Structural/Biochemical Analysis: Apoptosis in C. elegans
Shi, Yigong   
Princeton University, Princeton, NJ, United States

Apoptosis plays a central role in the development and homeostasis of all multi-cellular organisms. Alterations in apoptotic pathways have been implicated in many debilitating human diseases including cancer. Genetic studies pioneered by Robert Horvitz have led to the identification of four genes that control the onset of apoptosis in the model organism Caenorhabditis elegans. The protein products of these four genes, Egl1, CED9, CED4, and CED3 act in a linear pathway to execute cell death and constitute a classic paradigm for the understanding of apoptosis. Systematic biochemical and X-ray crystallographic analyses of protein complexes involved in this paradigm have been initiated. Significant progress has been achieved; the work proposed here will build on the preliminary results with the following specific aims: (1) Structural and functional analysis of an Egl1-CED9 complex. Binding of Egl1 to CED9 triggers the release of CED4 from the anti-apoptotic protein CED9. Crystals of the Egl1-CED9 complex that diffract X-rays to 2.2 Angstroms resolution have been obtained. The structure was determined by molecular replacement; refinement is in progress. In collaboration with the laboratories of Robert Horvitz and Ding Xue, structure-based functional analysis is underway. (2) Determination of the structure of a CED9-CED4 complex.

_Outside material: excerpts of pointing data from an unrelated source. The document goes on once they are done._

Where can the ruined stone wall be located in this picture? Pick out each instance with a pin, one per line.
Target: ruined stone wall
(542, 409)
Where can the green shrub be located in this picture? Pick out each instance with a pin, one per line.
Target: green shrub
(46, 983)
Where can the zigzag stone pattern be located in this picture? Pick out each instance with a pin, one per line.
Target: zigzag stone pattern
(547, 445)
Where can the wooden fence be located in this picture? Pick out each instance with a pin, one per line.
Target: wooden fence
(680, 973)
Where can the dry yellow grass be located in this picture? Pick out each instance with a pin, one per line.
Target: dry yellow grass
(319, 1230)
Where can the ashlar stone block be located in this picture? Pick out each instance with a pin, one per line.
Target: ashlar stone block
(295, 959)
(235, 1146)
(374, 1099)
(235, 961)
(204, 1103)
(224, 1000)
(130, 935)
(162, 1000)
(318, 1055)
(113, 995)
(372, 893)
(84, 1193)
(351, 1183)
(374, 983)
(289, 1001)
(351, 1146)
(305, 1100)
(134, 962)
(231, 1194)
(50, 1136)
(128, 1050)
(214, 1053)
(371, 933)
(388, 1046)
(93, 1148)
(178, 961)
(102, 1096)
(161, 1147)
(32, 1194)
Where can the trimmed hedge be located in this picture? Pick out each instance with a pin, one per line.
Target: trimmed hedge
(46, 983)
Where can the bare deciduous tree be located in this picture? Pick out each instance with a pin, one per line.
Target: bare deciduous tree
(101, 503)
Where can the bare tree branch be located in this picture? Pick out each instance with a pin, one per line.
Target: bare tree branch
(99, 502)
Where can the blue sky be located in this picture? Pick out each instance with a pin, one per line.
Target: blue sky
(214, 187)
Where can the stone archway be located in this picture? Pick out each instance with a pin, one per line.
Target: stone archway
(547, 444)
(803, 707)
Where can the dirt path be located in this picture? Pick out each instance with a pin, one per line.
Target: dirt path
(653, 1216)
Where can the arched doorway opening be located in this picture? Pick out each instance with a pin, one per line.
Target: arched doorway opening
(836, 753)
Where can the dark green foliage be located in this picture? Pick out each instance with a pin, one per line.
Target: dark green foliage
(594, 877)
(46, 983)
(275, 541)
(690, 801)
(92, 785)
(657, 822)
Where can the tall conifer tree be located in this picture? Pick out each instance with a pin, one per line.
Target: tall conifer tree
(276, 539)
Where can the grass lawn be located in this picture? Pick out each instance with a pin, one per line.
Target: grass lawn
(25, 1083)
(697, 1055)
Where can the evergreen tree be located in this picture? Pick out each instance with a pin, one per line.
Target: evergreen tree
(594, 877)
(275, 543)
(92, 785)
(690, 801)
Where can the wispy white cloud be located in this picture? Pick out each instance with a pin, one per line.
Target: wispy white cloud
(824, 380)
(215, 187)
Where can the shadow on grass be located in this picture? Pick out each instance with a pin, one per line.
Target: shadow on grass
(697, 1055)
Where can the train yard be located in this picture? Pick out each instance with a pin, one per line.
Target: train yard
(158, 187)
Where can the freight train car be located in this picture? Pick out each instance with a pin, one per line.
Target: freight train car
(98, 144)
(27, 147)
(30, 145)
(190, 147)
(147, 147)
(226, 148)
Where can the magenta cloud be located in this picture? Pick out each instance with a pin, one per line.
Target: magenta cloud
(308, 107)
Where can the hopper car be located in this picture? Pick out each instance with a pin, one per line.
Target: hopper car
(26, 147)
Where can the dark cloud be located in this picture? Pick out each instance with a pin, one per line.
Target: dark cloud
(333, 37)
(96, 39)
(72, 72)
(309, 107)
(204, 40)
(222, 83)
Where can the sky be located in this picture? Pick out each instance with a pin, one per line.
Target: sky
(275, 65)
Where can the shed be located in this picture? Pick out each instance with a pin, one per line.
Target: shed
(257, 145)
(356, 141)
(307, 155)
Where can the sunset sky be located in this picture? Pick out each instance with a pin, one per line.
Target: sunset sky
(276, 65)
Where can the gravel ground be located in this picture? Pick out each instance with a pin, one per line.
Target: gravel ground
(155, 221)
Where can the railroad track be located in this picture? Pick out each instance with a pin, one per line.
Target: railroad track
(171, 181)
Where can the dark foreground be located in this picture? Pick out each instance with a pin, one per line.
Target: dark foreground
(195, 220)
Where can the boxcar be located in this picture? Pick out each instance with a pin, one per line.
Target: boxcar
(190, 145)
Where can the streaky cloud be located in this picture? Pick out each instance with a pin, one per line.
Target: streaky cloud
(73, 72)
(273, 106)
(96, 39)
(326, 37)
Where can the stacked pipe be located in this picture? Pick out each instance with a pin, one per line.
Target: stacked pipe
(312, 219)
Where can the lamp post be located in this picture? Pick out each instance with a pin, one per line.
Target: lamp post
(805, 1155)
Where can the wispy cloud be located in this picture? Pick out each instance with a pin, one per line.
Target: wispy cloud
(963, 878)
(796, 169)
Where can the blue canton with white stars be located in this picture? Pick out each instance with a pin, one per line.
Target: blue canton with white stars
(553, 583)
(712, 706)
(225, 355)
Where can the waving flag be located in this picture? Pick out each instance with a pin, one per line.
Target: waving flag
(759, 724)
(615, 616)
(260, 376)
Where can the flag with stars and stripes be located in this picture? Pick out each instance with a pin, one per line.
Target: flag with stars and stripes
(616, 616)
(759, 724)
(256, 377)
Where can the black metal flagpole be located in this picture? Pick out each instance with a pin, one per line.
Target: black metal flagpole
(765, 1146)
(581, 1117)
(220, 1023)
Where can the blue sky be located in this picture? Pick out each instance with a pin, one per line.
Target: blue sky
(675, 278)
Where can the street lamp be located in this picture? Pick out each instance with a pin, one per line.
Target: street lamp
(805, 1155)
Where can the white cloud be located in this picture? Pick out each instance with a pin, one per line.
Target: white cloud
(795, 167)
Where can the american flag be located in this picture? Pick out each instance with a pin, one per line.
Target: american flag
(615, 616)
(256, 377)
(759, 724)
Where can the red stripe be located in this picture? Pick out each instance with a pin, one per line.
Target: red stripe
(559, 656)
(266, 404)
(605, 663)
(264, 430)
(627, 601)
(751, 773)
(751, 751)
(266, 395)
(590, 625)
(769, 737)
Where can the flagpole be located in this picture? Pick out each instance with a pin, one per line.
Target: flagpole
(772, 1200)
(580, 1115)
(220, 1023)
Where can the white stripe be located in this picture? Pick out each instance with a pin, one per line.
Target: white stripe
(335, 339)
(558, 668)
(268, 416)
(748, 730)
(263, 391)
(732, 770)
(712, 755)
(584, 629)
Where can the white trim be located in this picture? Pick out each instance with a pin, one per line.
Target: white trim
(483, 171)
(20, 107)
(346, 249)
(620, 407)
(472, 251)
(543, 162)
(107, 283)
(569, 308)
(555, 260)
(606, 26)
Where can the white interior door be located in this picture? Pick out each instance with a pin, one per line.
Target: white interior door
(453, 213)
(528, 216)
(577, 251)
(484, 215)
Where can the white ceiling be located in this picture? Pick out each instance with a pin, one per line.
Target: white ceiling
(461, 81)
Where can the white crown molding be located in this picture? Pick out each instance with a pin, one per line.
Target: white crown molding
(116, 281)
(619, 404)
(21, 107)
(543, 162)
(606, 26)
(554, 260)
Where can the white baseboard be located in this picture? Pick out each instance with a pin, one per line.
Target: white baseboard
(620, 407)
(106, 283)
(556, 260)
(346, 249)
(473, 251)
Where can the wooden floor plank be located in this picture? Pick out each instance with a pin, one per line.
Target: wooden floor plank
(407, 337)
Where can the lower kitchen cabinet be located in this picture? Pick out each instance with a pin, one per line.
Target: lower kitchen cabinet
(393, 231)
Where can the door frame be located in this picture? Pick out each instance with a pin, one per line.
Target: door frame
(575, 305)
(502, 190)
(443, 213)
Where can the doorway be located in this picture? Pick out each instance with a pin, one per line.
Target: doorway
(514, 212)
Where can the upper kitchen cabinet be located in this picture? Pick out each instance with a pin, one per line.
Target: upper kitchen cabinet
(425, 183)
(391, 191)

CED4 remains constitutively associated with CED9 as an inactive complex prior to apoptosis. A binary complex between the full-length CED4 and a large functional domain of CED9 has been characterized. Small crystals have been obtained most recently. The structure will be determined by multi-wavelength anomalous dispersion (MAD). (3) Biochemical characterization of CED4-mediated activation of CED3. (4) Determination of the structure of oligomeric CED4 in isolation. The disruption of a CED9-CED4 hetero-dimer by Egl1 results in the oligomerization of CED4, which is essential for the recruitment and activation of CED3. (5) Determination of the structure of a CED4-CED3 complex. CED3 forms a holoenzyme with oligomeric CED4. A CED4-CED3 complex has been reconstituted in vitro. The complex will be crystallized and its three-dimensional structure will be determined.